We continue to talk for the rest of the drive to the pizza place, about goofiness and being dorks. Eventually the topic shifts to school, like how many classes he’s going to sign up for next semester. By the end of the drive, he’s telling me again that I act like his mom. Well, not his mom, per se, because he rarely talks to her, something I don’t understand because he hasn’t opened up to me about it yet. But by the time we get back to our apartment, we’ve veered off the arguing and started chatting about the movie we rented, Anchorman , which he insists is hilarious and can’t believe I haven’t watched yet.

“For someone who’s so into movies, you’re seriously movie-deprived,” he says as he sets the pizza box down on the coffee table.

I put the DVD beside the television, then go into the kitchen to grab a soda. “I’ve seen a lot of movies. Just not this particular one.”

“Yeah, right. I’ve heard you say a ton of movies that you haven’t seen that a lot of normal people have.” He drops down on the sofa, kicks his shoes off, and puts his feet up.

I open the fridge door. “Well, I think we already established that I’m not a normal person.” I grab a can of Dr Pepper for me and a Mountain Dew for him before I bump the door shut with my hip. Then I toss him the Mountain Dew. “Besides, I’ve seen a lot of movies you haven’t.”

He catches the soda. “Like what?” he questions.

I pop the tab and the soda fizzles, then I take a sip as I head for the sofa. “I don’t know.” I sit down beside him, thinking of a good answer. “How about Fight Club . I know you haven’t seen that.”

He taps the top of the can before popping the tab. “Yeah, because it’s old.”

“It’s not that old,” I argue as he leans forward and opens the pizza box. “It was made in the nineties and we were born in the nineties.”

He takes a slurp of his soda, then puts the can down on the coffee table and gets a slice of pizza. “So maybe we’re old.”

“Maybe we are,” I say. “Sometimes I feel older than I am.”

“Me too,” he admits, picking a pepper off the pizza and discarding it into the box. “I think that comes with life experiences, though.”

He’s right.

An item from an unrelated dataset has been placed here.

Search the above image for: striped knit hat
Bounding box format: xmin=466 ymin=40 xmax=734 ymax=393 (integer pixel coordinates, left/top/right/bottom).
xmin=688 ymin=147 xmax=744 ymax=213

I think we’ve both been through so much that sometimes we both feel older than we are. It’s probably that way for Quinton, too, and it makes me want him here with me, so I can cuddle up on the sofa with him and know that he’s okay.

It gets quiet as I get lost in my thoughts and finally I set my soda down and get up to put the DVD in. Once the previews start, I return to the couch and start eating. Tristan and I chat again about being old until the movie comes on, then grow quiet.

The further into the movie we get, the closer he scoots toward me on the sofa to the point where I feel like I’m on a date. I begin questioning if I should get up and move. But I don’t want to hurt his feelings, especially when he’s in such a vulnerable place. Just like Quinton, who I wish were here with me. Quinton, who’s so far away, but I want him right here. I want to touch him. See if he’s okay. Be with him more than maybe I should—will ever be, maybe.